This is the conclusion to our special feature Stump the Chumps: Atropine and Complete Heart Block. If you've not seen the case, I recommend you go back and read it over.
To recap, our crew had been dispatched to a 63 year old female who was lightheaded and happened to have a bit of a bradyarrhythmia.
Ok, she had a lot of bradyarrhythmia.
Let's review that first 12-Lead ECG:
We've got a wide complex, regular ventricular rhythm at a rate of 30. A regular atrial rhythm is present as well at a rate of 140. What is most interesting in this case is the degree of AV nodal conduction present. The PRi appears fixed at 0.16s for most of the strip, however, the first complex has a much shorter PRi.
After the administration of atropine, while prepping for transcutaneous pacing, we had two rhythm changes:
Reviewing the subsequent 12-Leads shows a progression to 2:1 AV Block, then 1:1 conduction and sinus tachycardia.
Here at EMS 12-Lead, we had come up with two competing theories for the first 12-Lead:
- Complete heart block
- 2nd Degree AV Nodal block Type II, 4:1 conduction
In favor of a complete heart block is a wide complex rhythm with morphology suggesting a left ventricular escape, large bizarre T-waves, inconsistent PR interval, and a change in morphology after the change to a 2:1 AV Nodal block.

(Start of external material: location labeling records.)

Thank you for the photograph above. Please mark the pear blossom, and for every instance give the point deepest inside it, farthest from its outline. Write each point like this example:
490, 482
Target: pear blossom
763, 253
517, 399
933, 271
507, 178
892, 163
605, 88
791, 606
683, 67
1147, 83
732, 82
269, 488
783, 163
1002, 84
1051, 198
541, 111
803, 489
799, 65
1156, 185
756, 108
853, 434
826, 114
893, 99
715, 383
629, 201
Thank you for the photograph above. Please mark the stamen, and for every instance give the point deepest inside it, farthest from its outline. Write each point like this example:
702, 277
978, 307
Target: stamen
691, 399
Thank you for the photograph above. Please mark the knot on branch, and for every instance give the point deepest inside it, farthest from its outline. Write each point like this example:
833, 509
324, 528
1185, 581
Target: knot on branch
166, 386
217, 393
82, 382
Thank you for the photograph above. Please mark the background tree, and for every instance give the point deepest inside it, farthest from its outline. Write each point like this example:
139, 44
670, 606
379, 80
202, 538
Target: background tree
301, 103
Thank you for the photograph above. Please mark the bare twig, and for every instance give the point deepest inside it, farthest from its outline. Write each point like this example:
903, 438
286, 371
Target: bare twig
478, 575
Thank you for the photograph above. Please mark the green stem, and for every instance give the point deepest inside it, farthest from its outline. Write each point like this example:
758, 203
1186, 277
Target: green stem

In favor of a 4:1 heart block is the apparent fixed PR interval between all three ECG's, with a progression from 4:1 to 1:1 conduction after the administration of atropine.
This is a tough case!
The team here at EMS 12-Lead couldn't come to a definitive answer for you folks, so we branched out. Part of what makes EMS 2.0 great are the doctors who have made themselves available to answer these tough questions. In fact, Drs. Ken Grauer and Arnel C. provided their expert rhythm analysis on this case!

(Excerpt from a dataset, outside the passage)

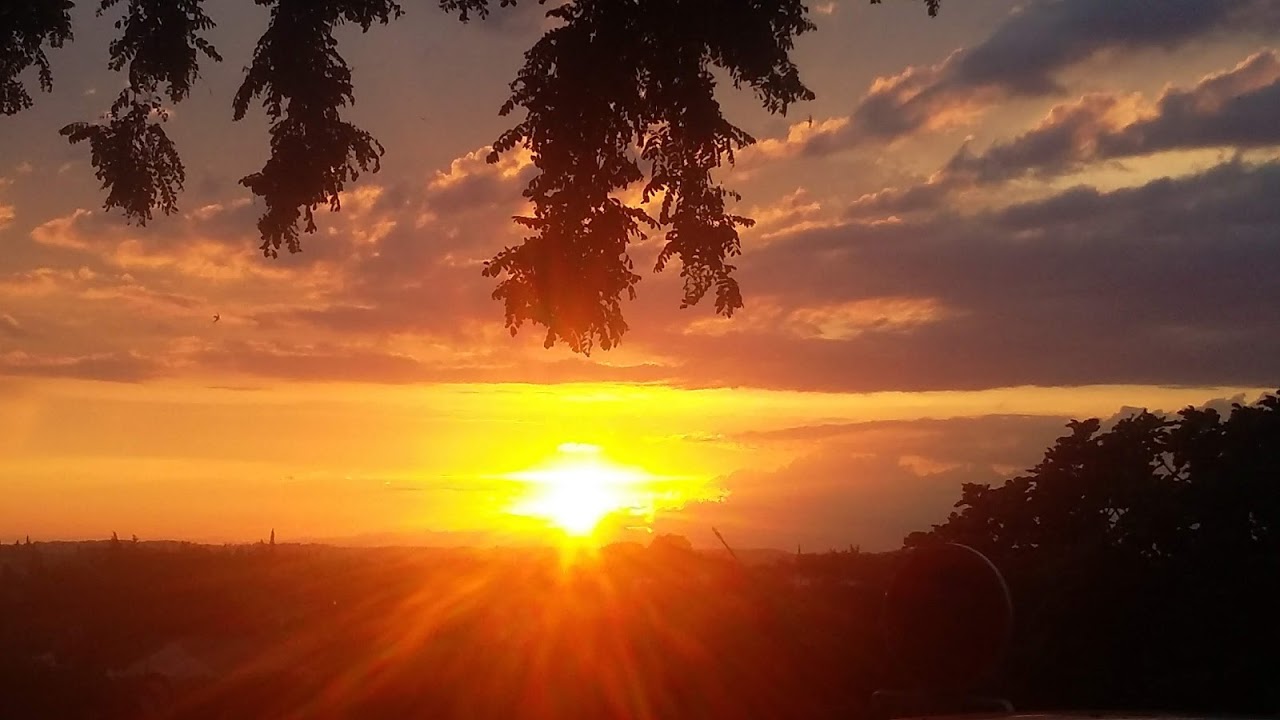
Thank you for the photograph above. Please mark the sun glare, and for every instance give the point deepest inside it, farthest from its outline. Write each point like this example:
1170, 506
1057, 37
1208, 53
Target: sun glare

Shortly after we received it, I sent this case over to Dr. Mark Perrin (@EPFellow), an electrophysiologist fellow, to get his take. What was the rhythm? Why did it appear to change with atropine? Well, he had this to say:
These are interesting ECGs. I think the different manifestations are all explained by the sinus rate:ECG '0' at 9:50 pm – is sinus cycle length 470 ms (Ed: sinus cycle length is the P-P interval), CHB (PR differs on the first two beats, and the complex is more consistent with a ventricular focus, note the reversal of 'rabbit ears' in V1 – sometimes used to differentiate SVT from VT).ECG '1' 10:18 pm – sinus CL 520 ms, now 2:1 AV block and showing the morphology of conducted beats which is very different from the first ECG.ECG '2' 10:20 pm – sinus CL 580 ms. Now 1:1 conduction, with conduction disease LAFB, and RV delay/RBBB as in ecg '1'.So I think this is an example of acceleration dependent CHB.

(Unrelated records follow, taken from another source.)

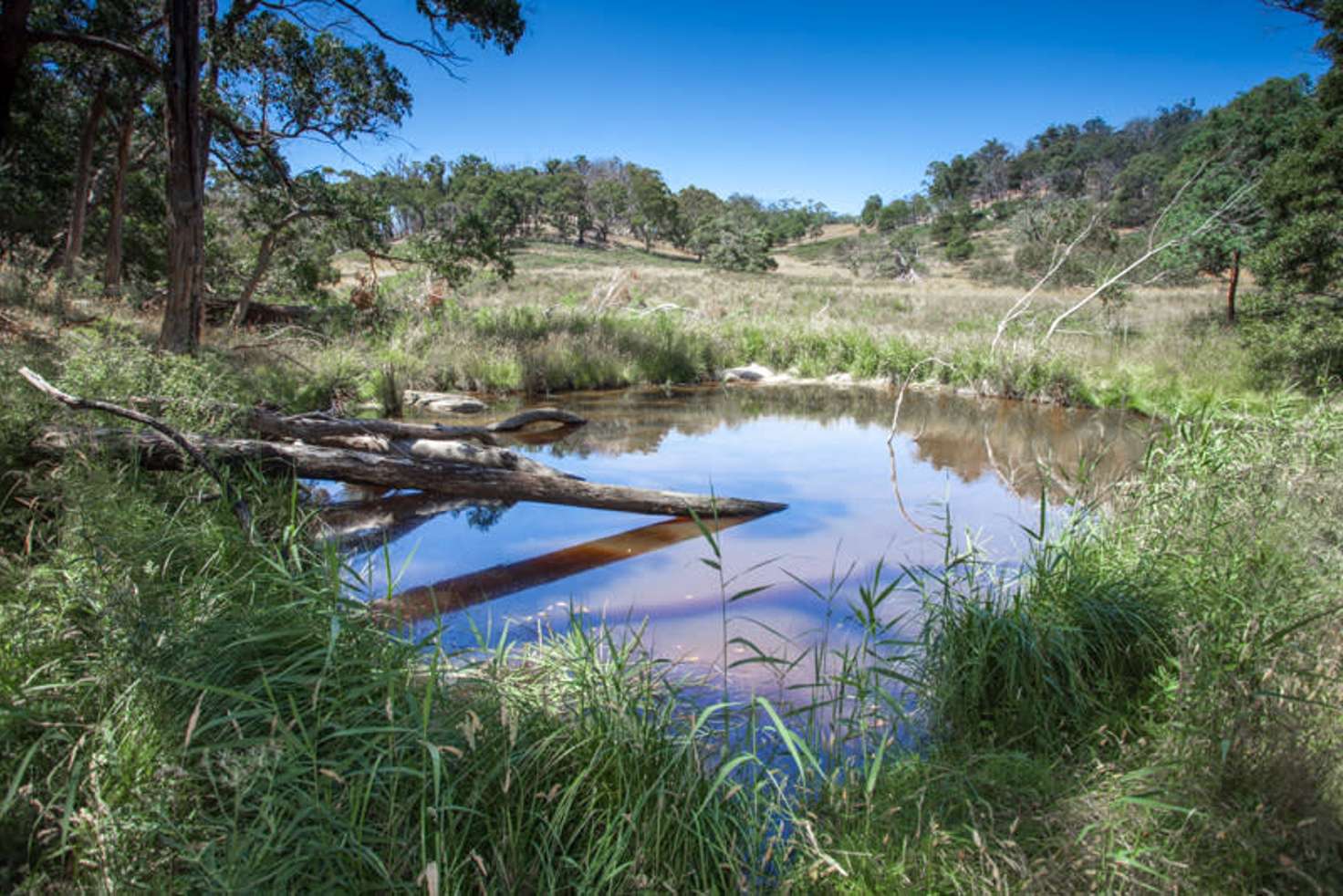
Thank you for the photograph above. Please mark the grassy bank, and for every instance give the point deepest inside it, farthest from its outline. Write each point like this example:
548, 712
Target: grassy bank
592, 318
1154, 704
1158, 705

In a tachycardia dependent complete heart block, the AV node fails to conduct often after the atrial rate increases beyond a critical rate. As the sinus rate in our patient slowed, the degree of AV block improved!
So, how did atropine help this patient? Dr. Perrin continued:
My interpretation is sick/sob for other reasons initially, increased sinus rate -> CHB, felt even more terrible and afraid, sinus rate increases further….friendly paramedic arrives, reassures, sinus rate slows, and conduction returns. I think the atropine did nothing. This is an example of why atropine can actually make this kind of heart block worse, It tends to increase sinus rate, and a high sinus rate can increase the severity of heart block. But the most common effect of atropine is to do nothing…as is probably the case here (unless you posit it somehow reducing the sinus rate) – the level of block is below the AV node.
Many of our readers acknowledged this to be the likely reason for our patient's improvement. In the hospital this patient should receive a permanent pacemaker. Unfortunately the patient was lost to follow-up to the EMS crew.
So there we go, positioning, fluid, and some tender love and care can go a long way in some patients!